The notice can be incorporated into a sales contract or a separate document. The authors propose to include the notice in the sales contract and to use a separate notice and consent for each policy to provide mere proof of compliance with the duty of notification and consent. (Exhibits 1 and 2 provide standard forms and consent forms.) If a separate document, it may be provided by a third party, such as a lawyer, or by an insurance agent, but a qualified tax advisor should check every notification prepared by an agent or other third party. The notification must include the maximum amount of the policy area. The authors recommend opting for a very high amount in consent, providing a cushion that includes an increase in death benefits due to the investment of the current value, if any. For example, you`ll find examples at the end of this article. The inclusion of the notice in the sales contract may solve the problem of the fact that separate notice and consent do not take place in a timely manner[9] A company or other employer that owns one or more of the employer`s life insurance must also submit Form 8925 each year with its government income tax return. If the guidelines were issued prior to notification and consent was obtained, the best option is to obtain new guidance if possible. If this is not possible, the company may eventually distribute the policies to insured owners who could later redistribute the policies to the company.

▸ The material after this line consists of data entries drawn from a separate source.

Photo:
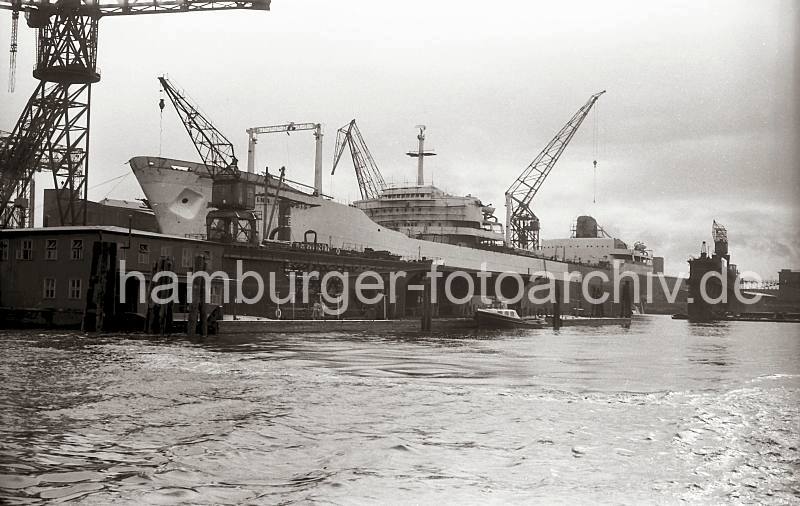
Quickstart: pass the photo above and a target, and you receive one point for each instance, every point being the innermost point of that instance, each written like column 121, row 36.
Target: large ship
column 412, row 221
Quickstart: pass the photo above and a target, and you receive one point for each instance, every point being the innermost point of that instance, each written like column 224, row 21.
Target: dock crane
column 233, row 196
column 370, row 180
column 57, row 113
column 522, row 225
column 288, row 128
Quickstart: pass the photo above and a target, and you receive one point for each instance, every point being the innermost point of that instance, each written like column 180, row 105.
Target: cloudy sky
column 699, row 122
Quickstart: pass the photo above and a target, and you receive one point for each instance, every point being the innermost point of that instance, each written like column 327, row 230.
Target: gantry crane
column 57, row 113
column 288, row 128
column 522, row 225
column 370, row 180
column 232, row 196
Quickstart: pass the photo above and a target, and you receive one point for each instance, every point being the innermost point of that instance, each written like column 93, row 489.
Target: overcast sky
column 699, row 122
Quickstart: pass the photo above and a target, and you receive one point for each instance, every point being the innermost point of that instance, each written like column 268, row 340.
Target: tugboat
column 499, row 318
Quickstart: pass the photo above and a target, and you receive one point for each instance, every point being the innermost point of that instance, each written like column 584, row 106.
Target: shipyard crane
column 370, row 180
column 233, row 196
column 522, row 225
column 288, row 128
column 57, row 113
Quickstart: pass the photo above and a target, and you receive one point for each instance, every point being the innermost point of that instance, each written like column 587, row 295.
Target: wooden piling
column 101, row 290
column 557, row 307
column 427, row 310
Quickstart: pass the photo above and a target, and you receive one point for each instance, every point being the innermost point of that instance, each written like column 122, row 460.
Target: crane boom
column 522, row 225
column 288, row 128
column 370, row 179
column 214, row 148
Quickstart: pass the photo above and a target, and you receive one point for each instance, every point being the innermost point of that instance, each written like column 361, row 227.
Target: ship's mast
column 420, row 155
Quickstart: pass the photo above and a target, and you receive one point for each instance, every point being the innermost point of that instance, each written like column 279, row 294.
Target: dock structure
column 102, row 278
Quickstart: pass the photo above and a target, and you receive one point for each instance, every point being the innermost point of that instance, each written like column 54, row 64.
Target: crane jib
column 520, row 194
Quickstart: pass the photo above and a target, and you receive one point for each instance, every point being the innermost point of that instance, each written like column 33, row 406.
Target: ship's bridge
column 426, row 212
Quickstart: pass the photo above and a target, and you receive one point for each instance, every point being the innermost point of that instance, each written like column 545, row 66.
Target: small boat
column 506, row 318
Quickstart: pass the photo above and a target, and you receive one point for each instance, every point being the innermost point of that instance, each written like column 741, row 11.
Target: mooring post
column 426, row 303
column 203, row 302
column 100, row 293
column 191, row 324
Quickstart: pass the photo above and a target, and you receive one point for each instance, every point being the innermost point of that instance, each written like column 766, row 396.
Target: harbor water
column 661, row 412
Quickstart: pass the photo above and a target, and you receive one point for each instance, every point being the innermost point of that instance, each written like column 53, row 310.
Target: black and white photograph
column 363, row 252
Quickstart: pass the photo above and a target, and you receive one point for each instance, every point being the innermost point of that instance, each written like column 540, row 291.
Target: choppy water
column 661, row 412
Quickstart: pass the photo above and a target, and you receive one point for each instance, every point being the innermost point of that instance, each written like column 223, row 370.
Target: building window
column 77, row 249
column 186, row 258
column 74, row 288
column 49, row 288
column 25, row 251
column 144, row 253
column 51, row 249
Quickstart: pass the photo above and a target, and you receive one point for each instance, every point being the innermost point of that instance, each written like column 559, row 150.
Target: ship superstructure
column 428, row 213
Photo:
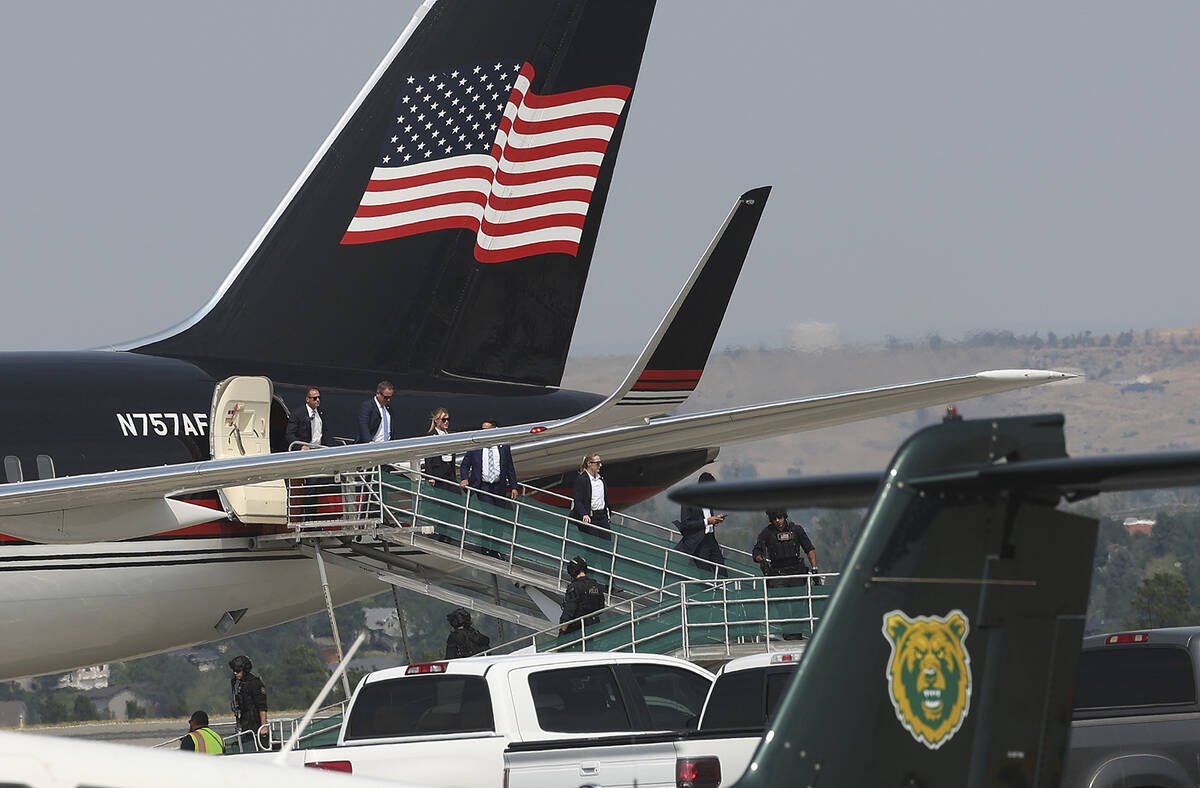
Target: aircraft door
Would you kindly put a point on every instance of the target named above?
(241, 425)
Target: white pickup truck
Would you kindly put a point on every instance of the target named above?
(448, 723)
(739, 707)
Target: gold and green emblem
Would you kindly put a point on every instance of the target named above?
(929, 673)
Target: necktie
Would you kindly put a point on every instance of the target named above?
(490, 473)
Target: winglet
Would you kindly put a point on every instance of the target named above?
(670, 366)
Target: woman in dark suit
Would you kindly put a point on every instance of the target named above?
(441, 468)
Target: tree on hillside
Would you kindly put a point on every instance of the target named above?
(297, 679)
(1162, 600)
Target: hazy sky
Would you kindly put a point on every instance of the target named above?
(937, 166)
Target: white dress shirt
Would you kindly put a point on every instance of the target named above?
(597, 492)
(384, 431)
(315, 419)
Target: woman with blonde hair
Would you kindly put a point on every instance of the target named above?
(441, 469)
(592, 499)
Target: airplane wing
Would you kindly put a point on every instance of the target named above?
(99, 506)
(754, 422)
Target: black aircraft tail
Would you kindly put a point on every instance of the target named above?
(949, 650)
(447, 224)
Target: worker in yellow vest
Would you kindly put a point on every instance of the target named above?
(201, 737)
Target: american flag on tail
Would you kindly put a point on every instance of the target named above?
(474, 149)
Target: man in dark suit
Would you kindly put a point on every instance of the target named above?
(375, 415)
(491, 470)
(307, 428)
(699, 529)
(306, 425)
(591, 497)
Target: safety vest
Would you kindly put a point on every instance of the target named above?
(208, 741)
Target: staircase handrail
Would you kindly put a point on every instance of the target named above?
(562, 558)
(619, 615)
(667, 533)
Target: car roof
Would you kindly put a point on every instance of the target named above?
(481, 665)
(1162, 636)
(781, 656)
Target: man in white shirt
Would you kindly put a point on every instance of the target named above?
(592, 499)
(306, 429)
(375, 415)
(491, 470)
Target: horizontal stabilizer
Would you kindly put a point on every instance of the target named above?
(769, 420)
(670, 366)
(1068, 477)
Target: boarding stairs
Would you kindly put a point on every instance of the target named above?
(461, 547)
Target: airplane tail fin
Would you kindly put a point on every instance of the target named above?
(447, 224)
(948, 654)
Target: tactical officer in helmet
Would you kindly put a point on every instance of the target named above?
(465, 639)
(249, 698)
(583, 595)
(781, 548)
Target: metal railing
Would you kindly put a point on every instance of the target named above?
(321, 501)
(633, 521)
(405, 507)
(714, 615)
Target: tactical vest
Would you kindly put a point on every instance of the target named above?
(592, 599)
(785, 551)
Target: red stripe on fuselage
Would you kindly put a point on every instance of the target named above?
(671, 374)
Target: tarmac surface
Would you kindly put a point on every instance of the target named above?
(141, 733)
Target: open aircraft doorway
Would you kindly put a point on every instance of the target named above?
(241, 427)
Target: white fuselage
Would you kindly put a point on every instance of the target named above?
(69, 606)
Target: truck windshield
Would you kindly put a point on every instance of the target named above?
(1138, 675)
(419, 705)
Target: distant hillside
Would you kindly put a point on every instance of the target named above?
(1138, 392)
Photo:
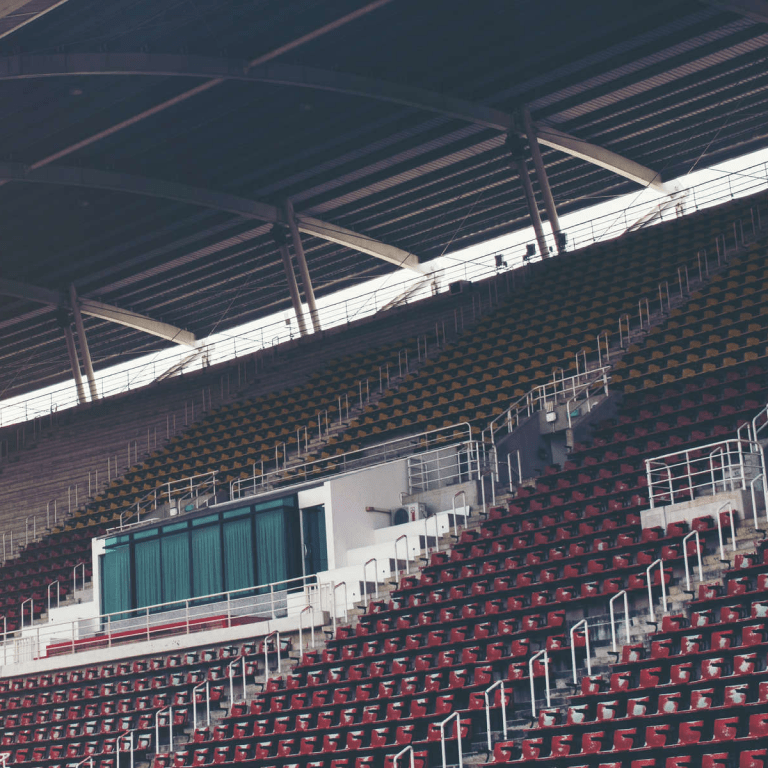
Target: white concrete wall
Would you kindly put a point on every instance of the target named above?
(352, 526)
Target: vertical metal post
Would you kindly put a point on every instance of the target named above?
(281, 242)
(301, 259)
(541, 176)
(74, 362)
(515, 147)
(83, 342)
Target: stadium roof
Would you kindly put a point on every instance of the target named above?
(148, 146)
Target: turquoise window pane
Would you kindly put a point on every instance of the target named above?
(271, 546)
(116, 580)
(238, 554)
(206, 561)
(148, 577)
(176, 579)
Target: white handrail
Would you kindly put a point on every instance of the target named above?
(613, 618)
(755, 429)
(456, 495)
(159, 712)
(458, 736)
(719, 450)
(697, 466)
(206, 684)
(58, 596)
(534, 399)
(407, 553)
(31, 611)
(74, 577)
(752, 482)
(623, 318)
(311, 609)
(729, 507)
(546, 678)
(573, 648)
(426, 534)
(365, 581)
(647, 312)
(231, 674)
(379, 453)
(488, 711)
(694, 533)
(649, 584)
(335, 587)
(276, 635)
(403, 751)
(603, 335)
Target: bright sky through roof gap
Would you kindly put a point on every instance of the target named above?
(368, 296)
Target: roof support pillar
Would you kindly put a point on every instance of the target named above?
(83, 342)
(515, 146)
(281, 241)
(74, 362)
(541, 175)
(306, 281)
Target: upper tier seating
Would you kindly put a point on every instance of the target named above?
(598, 492)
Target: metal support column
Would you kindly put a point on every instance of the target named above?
(83, 341)
(281, 241)
(306, 281)
(516, 148)
(541, 175)
(74, 362)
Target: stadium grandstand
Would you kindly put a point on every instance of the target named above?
(509, 511)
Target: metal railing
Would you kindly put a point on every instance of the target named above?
(559, 391)
(280, 599)
(573, 647)
(278, 651)
(366, 597)
(311, 610)
(121, 740)
(232, 670)
(380, 453)
(405, 751)
(697, 539)
(159, 712)
(611, 609)
(531, 662)
(607, 227)
(447, 465)
(194, 490)
(453, 716)
(705, 470)
(207, 686)
(649, 584)
(503, 706)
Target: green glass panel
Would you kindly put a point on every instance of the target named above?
(147, 567)
(238, 554)
(206, 561)
(176, 581)
(116, 580)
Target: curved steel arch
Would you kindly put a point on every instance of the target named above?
(211, 68)
(207, 198)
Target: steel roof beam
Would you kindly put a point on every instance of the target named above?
(137, 322)
(207, 198)
(60, 65)
(98, 309)
(25, 12)
(753, 9)
(611, 161)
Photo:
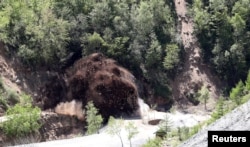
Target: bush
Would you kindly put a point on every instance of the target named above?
(12, 97)
(94, 120)
(22, 120)
(156, 142)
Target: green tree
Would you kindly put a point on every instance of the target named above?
(237, 92)
(220, 110)
(115, 127)
(203, 94)
(21, 120)
(247, 87)
(94, 121)
(172, 58)
(132, 131)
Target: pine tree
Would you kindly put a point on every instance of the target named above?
(247, 87)
(115, 127)
(132, 131)
(237, 92)
(94, 120)
(204, 95)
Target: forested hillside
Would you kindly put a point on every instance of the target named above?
(142, 36)
(56, 56)
(223, 30)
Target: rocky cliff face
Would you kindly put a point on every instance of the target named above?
(94, 78)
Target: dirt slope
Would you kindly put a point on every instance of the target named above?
(194, 73)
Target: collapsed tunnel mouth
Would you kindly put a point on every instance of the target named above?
(98, 79)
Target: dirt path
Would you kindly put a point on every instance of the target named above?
(194, 73)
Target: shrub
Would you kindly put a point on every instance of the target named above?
(94, 120)
(21, 120)
(156, 142)
(12, 97)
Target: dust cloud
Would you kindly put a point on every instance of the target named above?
(72, 108)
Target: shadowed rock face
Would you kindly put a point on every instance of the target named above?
(98, 79)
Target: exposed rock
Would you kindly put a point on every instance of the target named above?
(94, 78)
(99, 79)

As this could be considered a milestone transaction, another possibility would be for owners to transfer the policies to an insurance LLC. If the company is a capital company, a distribution of a policy to one or more of its shareholders is a sale of the policy at fair value at the corporate level and a potentially taxable distribution to the beneficiary (s). When the entity is taxed as a partnership, the relevant capital accounts must reflect the fair value of the distributed policy. While the assessment of insurance policies is outside the scope of this article, Note that the valuation of an insurance policy is not necessarily just the undeserved insurance premium[10] Impact of insurance on the purchase price If the sales contract is structured as a buyout contract, the parties must be clear in the agreement as to the impact of the life insurance product on the purchase price. This is important for financial and fiscal reasons. Many practitioners find that in the event of death the purchase price is the highest of the insurance product received and the value of the deceased owner`s interest. From a property tax perspective, such a provision can increase the value of interest on the estate and related property taxes. On the other hand, excess revenue (which would be reduced by inheritance tax if added to the purchase price) could remain in the business and help replace the loss of activity caused by the death of the insured.
If the agreement uses a formula to set the purchase price, the agreement should make it clear whether the formula contains or excludes the death surcharge when determining the price. Also consider when the formula is evaluated and whether it should precede the owner`s death.